The House Ways and Means Committee released a tax and oversight package for the lame duck session on November 26. The package includes technical corrections to the Tax Cuts and Jobs Act (TCJA), certain tax extenders, retirement and other savings enhancements and changes to the operations of the Internal Revenue Service (IRS). The following are highlights of the package:
- A technical correction would make qualified improvement property eligible for bonus depreciation and depreciable over a 15-year period.
- A technical correction addresses the effective date for new limitations made to deductions for business net operating losses (NOLs), clarifying the treatment of NOLs and the timing of NOL deductions.

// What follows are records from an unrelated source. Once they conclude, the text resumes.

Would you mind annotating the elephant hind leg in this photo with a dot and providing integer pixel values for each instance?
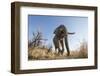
(56, 44)
(62, 45)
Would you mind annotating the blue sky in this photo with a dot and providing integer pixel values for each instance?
(47, 25)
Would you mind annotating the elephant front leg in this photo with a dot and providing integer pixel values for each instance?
(56, 44)
(62, 45)
(67, 47)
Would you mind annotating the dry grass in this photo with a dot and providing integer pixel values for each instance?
(37, 53)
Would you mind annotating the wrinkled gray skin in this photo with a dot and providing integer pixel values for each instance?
(61, 37)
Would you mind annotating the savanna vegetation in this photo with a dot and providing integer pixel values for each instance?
(39, 51)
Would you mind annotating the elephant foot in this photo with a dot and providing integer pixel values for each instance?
(68, 54)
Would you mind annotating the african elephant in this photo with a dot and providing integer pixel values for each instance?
(61, 37)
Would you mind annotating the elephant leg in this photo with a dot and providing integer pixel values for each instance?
(62, 45)
(66, 44)
(56, 44)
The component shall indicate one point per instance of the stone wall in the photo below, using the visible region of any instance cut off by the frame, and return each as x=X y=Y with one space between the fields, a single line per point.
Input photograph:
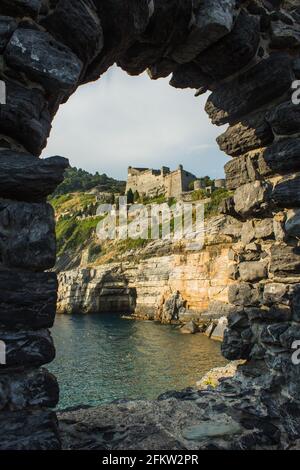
x=247 y=54
x=153 y=183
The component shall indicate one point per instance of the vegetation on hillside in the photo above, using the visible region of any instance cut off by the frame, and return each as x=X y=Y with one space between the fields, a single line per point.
x=78 y=180
x=77 y=220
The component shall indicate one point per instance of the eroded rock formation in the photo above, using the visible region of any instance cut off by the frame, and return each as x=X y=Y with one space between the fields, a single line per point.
x=247 y=54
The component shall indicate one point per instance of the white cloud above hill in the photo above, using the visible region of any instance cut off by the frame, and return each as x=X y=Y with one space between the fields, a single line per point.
x=121 y=120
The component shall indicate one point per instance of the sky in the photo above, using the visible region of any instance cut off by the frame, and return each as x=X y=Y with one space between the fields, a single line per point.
x=122 y=121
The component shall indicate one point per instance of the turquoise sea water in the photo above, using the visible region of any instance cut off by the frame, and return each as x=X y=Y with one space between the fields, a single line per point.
x=101 y=358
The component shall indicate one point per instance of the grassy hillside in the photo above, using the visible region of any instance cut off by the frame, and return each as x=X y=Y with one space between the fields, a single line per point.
x=77 y=221
x=78 y=180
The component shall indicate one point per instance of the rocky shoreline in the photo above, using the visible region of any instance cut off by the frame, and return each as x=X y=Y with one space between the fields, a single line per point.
x=161 y=283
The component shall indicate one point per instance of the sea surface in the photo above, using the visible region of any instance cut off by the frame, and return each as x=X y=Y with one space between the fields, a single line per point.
x=102 y=358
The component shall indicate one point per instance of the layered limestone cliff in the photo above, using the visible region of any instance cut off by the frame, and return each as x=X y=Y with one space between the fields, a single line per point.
x=164 y=282
x=247 y=54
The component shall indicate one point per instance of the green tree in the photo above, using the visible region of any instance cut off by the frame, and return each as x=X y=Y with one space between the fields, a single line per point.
x=130 y=196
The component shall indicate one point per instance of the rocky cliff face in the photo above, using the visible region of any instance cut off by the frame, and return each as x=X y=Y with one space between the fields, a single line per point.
x=197 y=281
x=247 y=54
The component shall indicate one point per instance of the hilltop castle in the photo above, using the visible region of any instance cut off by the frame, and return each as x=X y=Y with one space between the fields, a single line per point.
x=151 y=183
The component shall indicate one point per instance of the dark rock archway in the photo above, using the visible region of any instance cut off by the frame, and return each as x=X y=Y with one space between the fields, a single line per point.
x=247 y=54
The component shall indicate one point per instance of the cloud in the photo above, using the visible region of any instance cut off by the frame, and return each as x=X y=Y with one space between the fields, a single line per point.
x=121 y=120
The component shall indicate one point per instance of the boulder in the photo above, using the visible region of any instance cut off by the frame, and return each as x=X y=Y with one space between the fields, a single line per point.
x=168 y=24
x=27 y=235
x=286 y=193
x=244 y=294
x=251 y=133
x=285 y=119
x=274 y=293
x=7 y=27
x=27 y=178
x=235 y=347
x=251 y=271
x=284 y=35
x=292 y=224
x=21 y=7
x=234 y=52
x=285 y=260
x=189 y=328
x=27 y=300
x=251 y=198
x=209 y=330
x=29 y=430
x=241 y=171
x=76 y=25
x=214 y=377
x=281 y=157
x=271 y=334
x=264 y=82
x=189 y=76
x=43 y=59
x=219 y=331
x=212 y=21
x=26 y=348
x=19 y=390
x=25 y=117
x=217 y=310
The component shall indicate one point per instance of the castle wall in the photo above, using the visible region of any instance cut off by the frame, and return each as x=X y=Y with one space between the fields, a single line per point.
x=155 y=182
x=149 y=182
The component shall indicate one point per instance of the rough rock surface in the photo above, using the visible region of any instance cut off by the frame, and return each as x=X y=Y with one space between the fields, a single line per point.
x=247 y=54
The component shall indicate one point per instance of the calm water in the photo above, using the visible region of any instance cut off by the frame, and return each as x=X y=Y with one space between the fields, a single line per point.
x=101 y=358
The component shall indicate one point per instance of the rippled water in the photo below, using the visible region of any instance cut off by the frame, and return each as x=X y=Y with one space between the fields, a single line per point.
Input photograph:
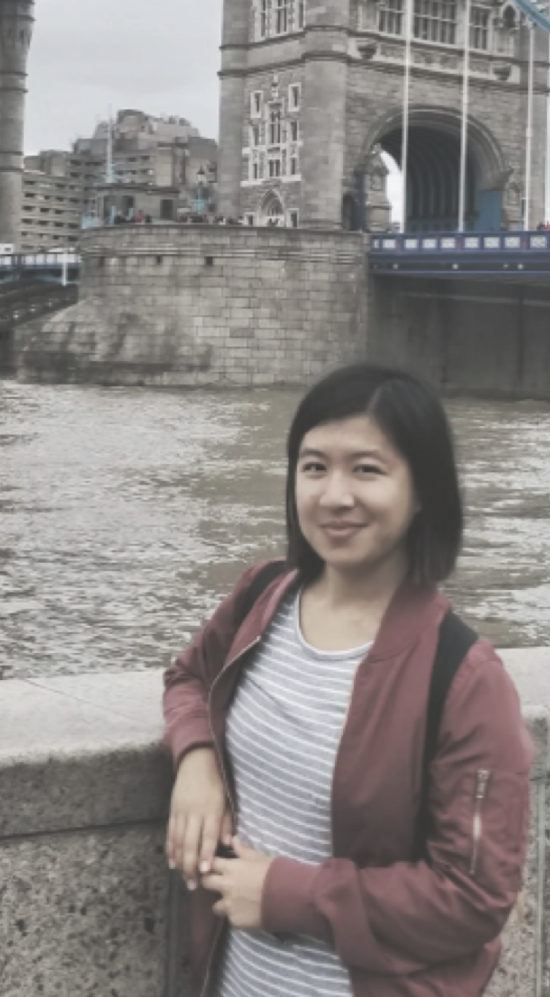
x=125 y=514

- A technical correction would provide a refund of overpayments of deemed repatriation tax.
- A technical correction would permit sexual harassment victims to deduct legal fees.
- Tax extenders through the remainder of 2018 include a variety of tax credits, deductions and beneficial tax provisions.
- Retirement, Savings, and Other Tax Relief Act of 2018 provisions, as well as the Taxpayer First Act of 2018, and other temporary tax relief would be offered for victims of hurricanes Florence and Michael, storms and volcanoes in the Pacific and wildfires in California.
- Startup businesses would be allowed to deduct as much as $20,000 in startup expenses.
- The maximum retirement age for traditional IRA contributions would be repealed.
- The IRS would be subject to the following changes for improvement of operations:
- The IRS would be required to establish an independent appeals office, codify the IRS Free File program and require a comprehensive customer service strategy.
- The IRS would be required to submit a plan for its total overhaul by September 2020.
- Changes would be made to the structure of the IRS and its National Taxpayer Advocate office.
Republicans were expected to put the package to a vote in the House during the lame duck session scheduled to last until mid-December. However, former President George H.W. Bush’s death has delayed congressional activity; therefore, the passing of this bill before the end of 2018 is uncertain.